Lindy West, weekly columnist for The Guardian, culture writer for GQ, and sometime blogger for Jezebel.com, created Shrill: Notes From A Loud Woman as a response to the current way women are navigating society. In the wake of Caitlin Moran’s phenomenal How To Be A Woman the shelves were flooded with comedy-riddled, rage-against-patriarchy, feminist manifestos, most of which were a poor imitation of the original. West’s offering could very easily have been in a similar vein. Humorous and stark in its opinions, Shrill is unapologetically feminist, yet feminism isn’t the whole concern, and is often set aside to deal with the nuances of other issues. Where it is considered, it is most often fat feminism, a very specific subset of a much broader topic, that is Lindy’s subject of choice.
Fat Feminism and Other Monsters…
There’s a culture that demands women be quiet and small, the asks them to diminish themselves so they are more in line with the acceptable social ‘norms’ of their gender. I was immediately drawn to Lindy’s book for several reasons. On a professional level I study gender and feminism and I was interested in her perspective. On a personal level I have always been one of the smartest, of not the smartest, kid in the room. I was always told to be quiet, not to raise my hand, people won’t like you if you’re smart, you don’t get boys being smart…
At the age of thirty-one I feel compelled to point out that this is something that still haunts me today. I made myself small, and quiet, and didn’t speak. I made myself seem less intelligent than I was so that I might be accepted. Of course it didn’t work, kids aren’t stupid. Not being academically inclined doesn’t make people unobservant, insensitive to the nature of others, or – to put it bluntly – dumb. Kids know when you’re smart, even if you pretend not to be. So I got my arse kicked regardless and spent a good twenty years pretending to be something I’m not and all the while feeling ashamed of it.
And that’s before we’ve got to the whole ‘fat-shaming’ thing, which has been another constant in my life and gave me an eating disorder.
So when Lindy West released her book, I was first in line to read in.

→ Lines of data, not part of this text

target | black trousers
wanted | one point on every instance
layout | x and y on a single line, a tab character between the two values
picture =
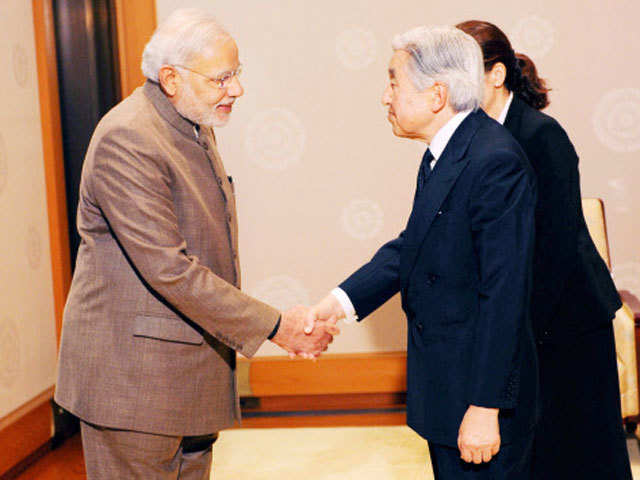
513	462
580	433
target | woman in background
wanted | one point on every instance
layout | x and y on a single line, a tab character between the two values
579	434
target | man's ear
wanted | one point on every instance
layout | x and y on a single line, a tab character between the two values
169	80
498	75
439	97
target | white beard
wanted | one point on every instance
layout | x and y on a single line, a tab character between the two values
195	110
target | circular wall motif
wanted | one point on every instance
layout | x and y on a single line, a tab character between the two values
33	245
356	48
533	36
9	353
616	120
362	219
627	277
4	169
275	139
20	65
281	292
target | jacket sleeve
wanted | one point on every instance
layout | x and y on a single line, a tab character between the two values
558	214
501	206
132	190
376	281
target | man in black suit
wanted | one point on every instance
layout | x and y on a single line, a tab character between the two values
462	265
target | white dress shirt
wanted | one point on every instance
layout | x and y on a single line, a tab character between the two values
437	146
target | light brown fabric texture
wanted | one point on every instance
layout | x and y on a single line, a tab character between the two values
155	311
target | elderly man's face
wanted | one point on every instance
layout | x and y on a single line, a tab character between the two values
201	99
409	112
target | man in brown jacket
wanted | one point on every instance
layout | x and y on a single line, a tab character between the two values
155	314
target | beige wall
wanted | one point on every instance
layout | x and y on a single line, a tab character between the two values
27	336
321	180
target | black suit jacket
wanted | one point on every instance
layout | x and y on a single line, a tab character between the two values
572	288
463	265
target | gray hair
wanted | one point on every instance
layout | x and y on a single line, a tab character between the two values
184	34
445	55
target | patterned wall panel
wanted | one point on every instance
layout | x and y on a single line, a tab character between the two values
321	180
27	336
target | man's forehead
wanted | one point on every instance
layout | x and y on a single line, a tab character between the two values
221	55
397	62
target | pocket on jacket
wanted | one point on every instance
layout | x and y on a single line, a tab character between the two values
167	329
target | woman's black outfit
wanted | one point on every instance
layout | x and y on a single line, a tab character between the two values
580	433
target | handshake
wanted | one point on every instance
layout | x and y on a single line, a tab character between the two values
308	331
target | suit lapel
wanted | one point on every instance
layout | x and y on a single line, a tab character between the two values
514	115
427	205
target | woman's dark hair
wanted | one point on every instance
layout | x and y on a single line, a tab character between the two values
522	76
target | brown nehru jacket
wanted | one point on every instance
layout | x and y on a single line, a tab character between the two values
155	314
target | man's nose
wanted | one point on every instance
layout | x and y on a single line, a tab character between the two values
386	96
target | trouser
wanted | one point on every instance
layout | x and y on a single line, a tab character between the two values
111	454
512	462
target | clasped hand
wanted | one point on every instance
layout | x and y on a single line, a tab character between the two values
307	332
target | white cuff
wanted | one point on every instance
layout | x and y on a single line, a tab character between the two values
347	306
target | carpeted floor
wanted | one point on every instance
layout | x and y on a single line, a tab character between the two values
354	453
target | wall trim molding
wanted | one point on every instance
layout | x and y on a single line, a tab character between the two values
349	373
135	22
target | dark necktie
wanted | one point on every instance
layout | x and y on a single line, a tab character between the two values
425	170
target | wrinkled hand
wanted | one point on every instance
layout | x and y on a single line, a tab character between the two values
292	337
479	434
327	312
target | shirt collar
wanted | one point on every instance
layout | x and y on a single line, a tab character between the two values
442	137
505	110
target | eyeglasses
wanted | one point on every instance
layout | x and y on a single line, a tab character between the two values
221	81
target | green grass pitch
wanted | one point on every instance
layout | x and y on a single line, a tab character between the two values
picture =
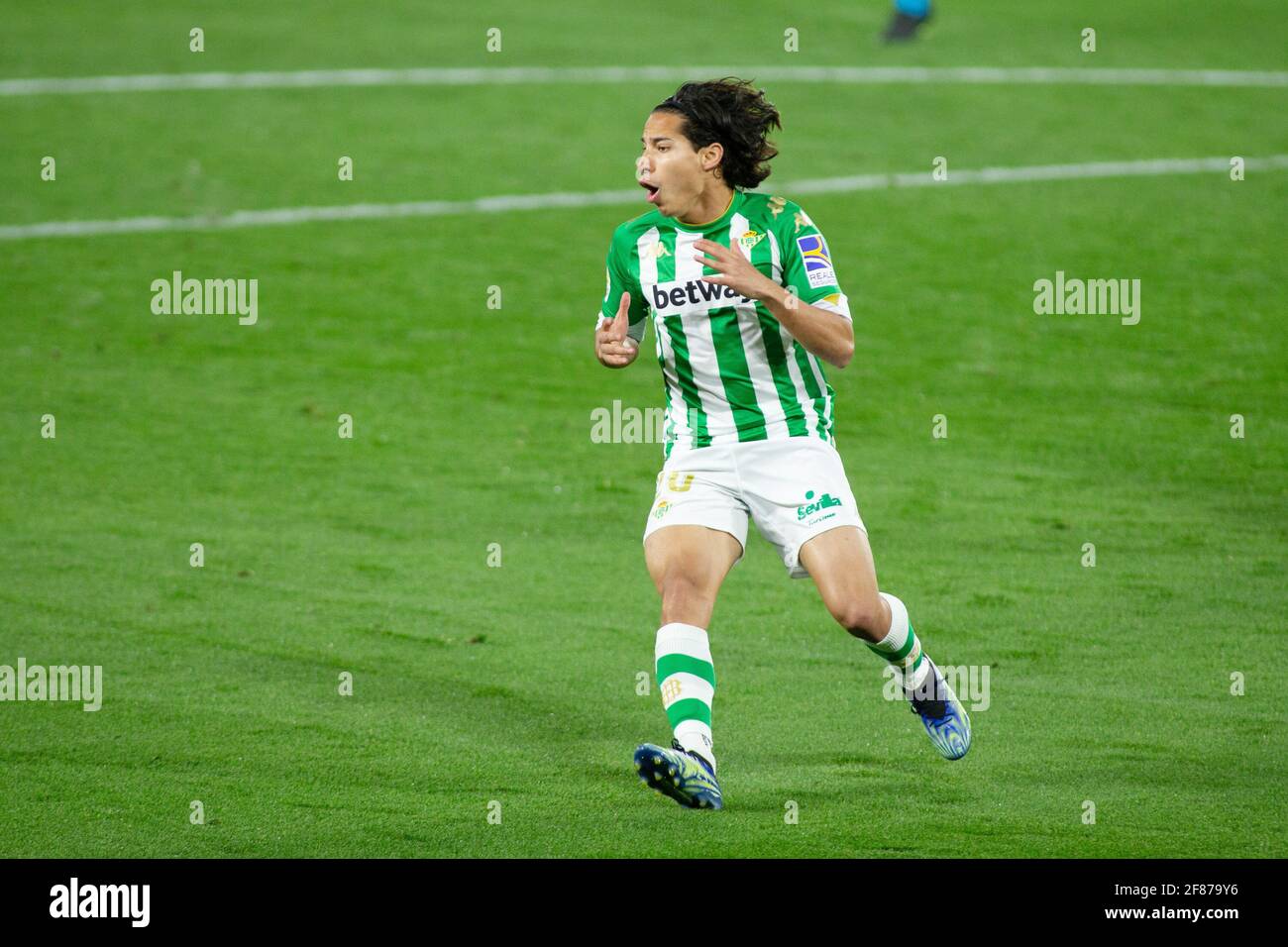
472	427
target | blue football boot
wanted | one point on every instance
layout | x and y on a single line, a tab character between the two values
684	776
941	712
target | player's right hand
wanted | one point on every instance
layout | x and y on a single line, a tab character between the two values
612	346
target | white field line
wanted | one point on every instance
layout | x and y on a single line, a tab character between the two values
855	75
550	201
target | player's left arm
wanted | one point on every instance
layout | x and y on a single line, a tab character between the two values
823	325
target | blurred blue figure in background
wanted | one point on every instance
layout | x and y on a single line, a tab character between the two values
909	14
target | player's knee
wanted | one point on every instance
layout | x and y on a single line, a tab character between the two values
861	617
681	589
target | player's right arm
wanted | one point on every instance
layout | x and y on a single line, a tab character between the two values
613	347
622	321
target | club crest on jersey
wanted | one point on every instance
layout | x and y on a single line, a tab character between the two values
748	240
818	261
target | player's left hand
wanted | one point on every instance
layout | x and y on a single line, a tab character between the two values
733	268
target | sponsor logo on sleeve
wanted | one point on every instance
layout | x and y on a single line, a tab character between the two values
818	261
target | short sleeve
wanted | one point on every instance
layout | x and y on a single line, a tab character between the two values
807	262
618	279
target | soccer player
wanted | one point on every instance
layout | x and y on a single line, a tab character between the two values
746	307
909	16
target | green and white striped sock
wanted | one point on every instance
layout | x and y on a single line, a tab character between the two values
688	684
902	647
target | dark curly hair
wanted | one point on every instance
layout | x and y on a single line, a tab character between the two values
737	115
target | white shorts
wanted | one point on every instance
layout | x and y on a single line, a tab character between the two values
793	488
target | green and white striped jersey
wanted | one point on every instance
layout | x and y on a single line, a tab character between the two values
732	372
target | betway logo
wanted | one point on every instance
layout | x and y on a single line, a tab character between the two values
675	295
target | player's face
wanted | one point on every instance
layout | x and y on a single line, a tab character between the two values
669	167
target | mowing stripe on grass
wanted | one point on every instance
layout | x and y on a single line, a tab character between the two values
626	196
531	75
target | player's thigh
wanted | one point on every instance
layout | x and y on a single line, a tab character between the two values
840	564
697	557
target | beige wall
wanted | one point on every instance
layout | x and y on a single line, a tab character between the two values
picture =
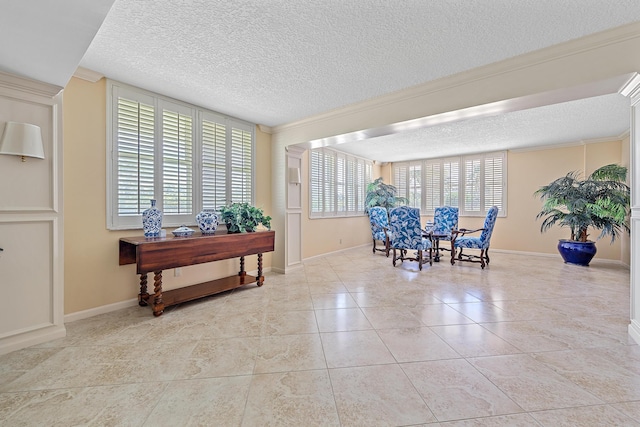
92	276
527	172
518	231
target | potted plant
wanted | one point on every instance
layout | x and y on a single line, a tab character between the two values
601	201
381	194
242	217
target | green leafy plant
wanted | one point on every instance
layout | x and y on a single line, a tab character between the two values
241	217
601	201
381	194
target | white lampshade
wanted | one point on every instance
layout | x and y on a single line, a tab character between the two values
22	139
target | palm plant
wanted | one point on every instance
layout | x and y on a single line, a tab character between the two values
381	194
242	217
600	201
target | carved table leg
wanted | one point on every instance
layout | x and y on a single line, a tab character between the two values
143	296
158	305
260	278
242	273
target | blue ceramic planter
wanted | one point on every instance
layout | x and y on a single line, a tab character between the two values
579	253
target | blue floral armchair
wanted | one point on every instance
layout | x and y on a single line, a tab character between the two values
445	219
379	220
460	240
405	233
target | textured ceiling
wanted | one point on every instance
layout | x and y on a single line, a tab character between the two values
45	40
569	122
273	62
277	61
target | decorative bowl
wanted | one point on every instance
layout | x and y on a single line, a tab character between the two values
183	231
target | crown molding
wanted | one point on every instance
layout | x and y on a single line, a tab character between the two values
87	74
580	142
520	62
265	129
17	86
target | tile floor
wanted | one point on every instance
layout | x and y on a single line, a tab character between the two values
349	340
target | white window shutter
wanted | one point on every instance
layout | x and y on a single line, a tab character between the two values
177	163
135	145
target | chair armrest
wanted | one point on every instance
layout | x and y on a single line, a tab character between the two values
463	231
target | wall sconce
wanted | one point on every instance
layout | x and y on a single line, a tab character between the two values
22	139
294	176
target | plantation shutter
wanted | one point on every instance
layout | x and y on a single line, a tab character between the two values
177	163
361	183
415	185
341	184
400	180
317	167
493	182
214	165
329	181
432	177
450	182
351	185
135	140
472	185
241	163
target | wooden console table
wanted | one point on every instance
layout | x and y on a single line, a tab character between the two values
161	253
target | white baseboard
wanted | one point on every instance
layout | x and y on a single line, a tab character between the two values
557	256
85	314
30	338
336	252
634	330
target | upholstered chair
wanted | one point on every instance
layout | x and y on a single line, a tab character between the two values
445	219
379	220
460	240
405	234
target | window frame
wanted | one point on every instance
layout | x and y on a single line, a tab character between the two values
117	221
325	190
445	191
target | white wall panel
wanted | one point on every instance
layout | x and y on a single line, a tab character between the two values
27	276
32	259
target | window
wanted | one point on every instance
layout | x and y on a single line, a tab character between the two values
338	183
472	183
185	157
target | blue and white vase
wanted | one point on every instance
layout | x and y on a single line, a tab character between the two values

There is a comedic value to the book, despite it covering some dark and sensitive topics. West isn’t afraid to touch on abortion, feminism, fat-shaming, and much, much more. She’s funny, gusty, all the while making it very clear that these aren’t unfounded, made-up opinions she’s expressing. She’s smart and sophisticated in the way she writes and presents her facts.
With intimate insights and well-articulated points, this is a book that can and should be read by all. Whether you agree with her positions and view points is entirely up to you, but it’s one of those times when you need to be aware such views and opinions exist, even if you disagree with them. It’s a book for the women who feel they need to fit into society and the men who feel like women are from another planet.